Gradient Descent Dynamics

A central theorem in the paper characterizes the behavior of the transformer model parameters under GD using stochastic positional encoding. The authors show that for a given sequence length $T$ , sparsity $q$ , and a fixed subset subset size, with suitable initialization and regularization, the gradient descent updates ensure that the model parameters converge to the theoretical optimum. The iterative updates ensure that transformers track the correct sparse averaging behavior, indicated by the convergence of the parameters $W$ and $V$ to specific structured forms.

Empirical Verification

Empirically, the authors validate their theoretical results using synthetic datasets. The experiments demonstrate that transformers, trained with random near-orthogonal positional encodings, outperform fixed positional encodings in both training and, crucially, in out-of-distribution (OOD) generalization—particularly regarding length generalization on longer input sequences.

Strong Numerical Findings

Numerical simulations affirm the theoretical claims:

Convergence to Zero Error: Experiments show near-zero in-distribution training loss for stochastic positional encoding, confirming the theoretical global convergence guarantees.
Superior Length Generalization: Out-of-distribution length generalization experiments reveal significantly lower validation loss for transformers using stochastic positional encoding compared to those with fixed encoding.
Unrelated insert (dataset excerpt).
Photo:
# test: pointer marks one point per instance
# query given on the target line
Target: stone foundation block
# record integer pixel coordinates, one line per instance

Implications and Future Directions

Practical Implications

The implications of these findings are significant for practical applications in NLP and other domains where data structures exhibit sparsity and demand efficient learning models:

Transformer Efficiency: The research confirms that transformers require substantially less memory and computational resources for specific arithmetic tasks compared to FCNs. This efficiency can be leveraged to optimize cutting-edge NLP models, computational vision, and reinforcement learning systems.
Robustness: The paper illustrates that stochastic positional encoding not only provides a robust mechanism for generalization in sequence length, but also holds promise for enhancing the extrapolation capabilities of transformers in various sparse data environments.
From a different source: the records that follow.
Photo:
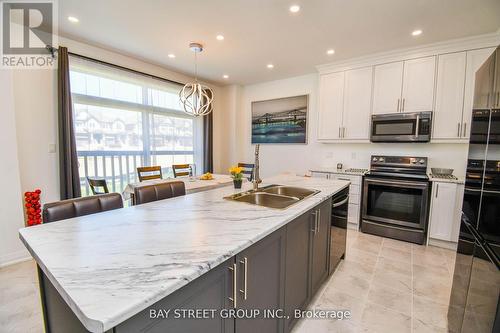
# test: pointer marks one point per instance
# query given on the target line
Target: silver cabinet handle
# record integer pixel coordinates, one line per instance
(417, 129)
(233, 299)
(244, 262)
(315, 214)
(319, 220)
Theoretical Implications and Future Work

The theoretical insights extend the scope of the transformer’s inductive bias, suggesting several future directions:

Higher-Dimension Generalization: Future work could explore transformers' capabilities in even higher-dimension or higher-complexity sparse tasks.
Multi-Layer Transformers: While this paper focuses on one-layer transformers, extending the theoretical framework to multi-layer architectures remains an open and valuable area.
Deep Dive into Positional Encodings: Further investigations into the properties and potentials of different types of positional encodings could provide richer theoretical insights and practical tools.
Sample Complexity: Introducing empirical risk minimization into the dynamics studied could lead to more practical learning guarantees, especially in sample complexity.

Conclusion

This paper successfully demonstrates that transformers can provably outperform FCNs in learning specific sparse token selection tasks, both theoretically and empirically, with the significant advantage of being efficiently trainable with gradient descent. By addressing the learnability and expressive power of transformers in sparse data tasks, this work advances our understanding of why transformers have become the cornerstone architecture in contemporary AI systems.